Glyphosate, which was commercialized in 1974 by the company Monsanto for use in Roundup, is highly controversial — and a big reason why many people choose to buy and consume foods with the non-GMO label.

Glyphosate is great for killing weeds that can harm crops — but it’s also capable of killing those same crops as well. That’s why, in 1996, Monsanto created a GMO that Roundup could be used on without destroying the crop itself — the “Roundup ready” soybean. Other Roundup-ready crops, such as cotton and corn, soon followed.

The company Bayer, which acquired Monsanto in 2018 and has since faced extensive litigation over whether Roundup causes cancer, claims glyphosate is safe, and the Environmental Protection Agency (EPA) says it is "not likely to be carcinogenic to humans."
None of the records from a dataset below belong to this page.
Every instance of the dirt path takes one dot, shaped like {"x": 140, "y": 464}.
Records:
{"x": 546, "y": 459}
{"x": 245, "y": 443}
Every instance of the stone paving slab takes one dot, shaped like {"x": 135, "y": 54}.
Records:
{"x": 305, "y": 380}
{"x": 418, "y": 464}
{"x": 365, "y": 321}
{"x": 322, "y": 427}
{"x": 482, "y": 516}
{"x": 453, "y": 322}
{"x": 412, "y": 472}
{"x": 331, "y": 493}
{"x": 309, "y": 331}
Yet others disagree. The World Health Organization’s International Agency for Research on Cancer classified it as “probably carcinogenic to humans.” Studies have linked glyphosate to gut issues and hormone disruption, as well as non-Hodgkin lymphoma.

Where things get tricky

There’s a flip side to the GMO debate as well. Core says that crops that are not fortified through genetic modification often have to be sprayed with more pesticides, in order to ensure a more fruitful yield — otherwise, bugs and diseases can infect the weaker crops, killing them or making them unfit for consumption.
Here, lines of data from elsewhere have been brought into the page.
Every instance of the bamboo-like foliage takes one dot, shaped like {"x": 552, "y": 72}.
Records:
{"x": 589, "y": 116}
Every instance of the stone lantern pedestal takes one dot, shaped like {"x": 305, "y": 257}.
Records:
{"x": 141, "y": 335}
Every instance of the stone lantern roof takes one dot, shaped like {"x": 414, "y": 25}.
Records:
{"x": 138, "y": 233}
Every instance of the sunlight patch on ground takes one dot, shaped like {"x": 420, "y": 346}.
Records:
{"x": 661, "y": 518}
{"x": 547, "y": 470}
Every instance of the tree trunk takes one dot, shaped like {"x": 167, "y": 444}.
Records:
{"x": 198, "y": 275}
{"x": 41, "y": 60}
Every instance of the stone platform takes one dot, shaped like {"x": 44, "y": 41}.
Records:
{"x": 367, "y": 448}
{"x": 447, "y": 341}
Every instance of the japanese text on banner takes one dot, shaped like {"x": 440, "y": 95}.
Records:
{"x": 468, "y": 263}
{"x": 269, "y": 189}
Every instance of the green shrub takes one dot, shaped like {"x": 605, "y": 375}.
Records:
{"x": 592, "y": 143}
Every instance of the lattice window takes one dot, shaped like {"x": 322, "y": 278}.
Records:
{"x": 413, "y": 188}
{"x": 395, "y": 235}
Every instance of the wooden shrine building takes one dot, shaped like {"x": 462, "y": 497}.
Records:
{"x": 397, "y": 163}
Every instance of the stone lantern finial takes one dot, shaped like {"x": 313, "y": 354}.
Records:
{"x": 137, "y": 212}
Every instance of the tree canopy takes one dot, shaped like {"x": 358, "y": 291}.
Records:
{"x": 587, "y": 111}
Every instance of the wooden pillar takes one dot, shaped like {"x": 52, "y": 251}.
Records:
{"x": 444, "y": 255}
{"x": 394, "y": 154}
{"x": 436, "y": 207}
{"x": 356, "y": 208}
“Standard corn, versus the ‘Roundup Ready’ corn, is going to be treated with more of those [non-Roundup] pesticides,” she says. “[But with ‘Roundup Ready’ crops,] we’re not losing it due to disease, due to weed overgrowth or insects.”
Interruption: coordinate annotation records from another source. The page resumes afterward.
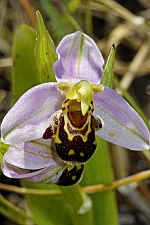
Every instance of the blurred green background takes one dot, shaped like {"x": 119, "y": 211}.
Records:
{"x": 125, "y": 23}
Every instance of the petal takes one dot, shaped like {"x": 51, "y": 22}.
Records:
{"x": 28, "y": 118}
{"x": 31, "y": 155}
{"x": 49, "y": 174}
{"x": 122, "y": 125}
{"x": 78, "y": 59}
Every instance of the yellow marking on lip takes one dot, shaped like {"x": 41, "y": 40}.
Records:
{"x": 74, "y": 177}
{"x": 71, "y": 152}
{"x": 82, "y": 154}
{"x": 112, "y": 133}
{"x": 79, "y": 167}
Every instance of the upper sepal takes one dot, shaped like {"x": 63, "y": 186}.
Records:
{"x": 122, "y": 125}
{"x": 78, "y": 59}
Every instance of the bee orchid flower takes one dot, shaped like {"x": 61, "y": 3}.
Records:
{"x": 51, "y": 129}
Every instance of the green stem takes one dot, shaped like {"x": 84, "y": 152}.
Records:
{"x": 132, "y": 102}
{"x": 12, "y": 212}
{"x": 81, "y": 205}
Therefore, Core says, farmers may be able to create better, stronger and simply more crops using Roundup — while also avoiding further harmful implications from excessive pesticide usage.

“With any genetically modified food, it goes through a lot of different testing for safety, by the FDA, USDA and also the EPA,” Core says. “Not only are we concerned about whether this food is healthy for the population, but also is it safe for the environment.”

Yet the debate is still out as to whether GMO foods use more or less chemicals than their conventional counterparts. It’s complicated by the fact that, over time, the things that chemicals like glyphosate are attempting to kill can become resistant to the chemicals, meaning more of the chemicals need to be used to do the same job.

Are there any other reasons to avoid GMO foods?

Another concern about GMOs is that they may trigger an allergic reaction. For example, if a soybean is crossed with a certain nut, it’s possible that people with allergies to the nut may react to the genetically engineered soybean. While this may be true in theory, the Food and Drug Administration (FDA) says it is not a cause for concern. “Scientists developing GMOs run tests to make sure allergens aren’t transferred from one food to another,” says the FDA. “Research shows that GMO foods are no more likely to cause allergies than non-GMOs.”

What to know if you want to avoid GMO foods

Non-GMO foods are labeled as such. Not all non-GMO foods are organic, but all organic foods are non-GMO.

The best way to avoid pesticides, if that’s a health concern, is to go with organic food, as unlike organic foods, conventional, non-GMO foods are still likely exposed to pesticides. According to the U.S. Department of Agriculture, “Produce can be called organic if it’s certified to have grown on soil that had no prohibited substances applied for three years prior to harvest. Prohibited substances include most synthetic fertilizers and pesticides.”

Dietitian Marissa Meshulam says that when she is working with clients, she seeks to find balance, as organic foods are more expensive than nonorganic.

“If I’m working with a client who can afford it, I suggest organic food to limit the amount of exposure to pesticides,” she explains. “But if I’m working with someone who can barely afford to put food on the table, then canned conventional corn is better than no vegetables at all.”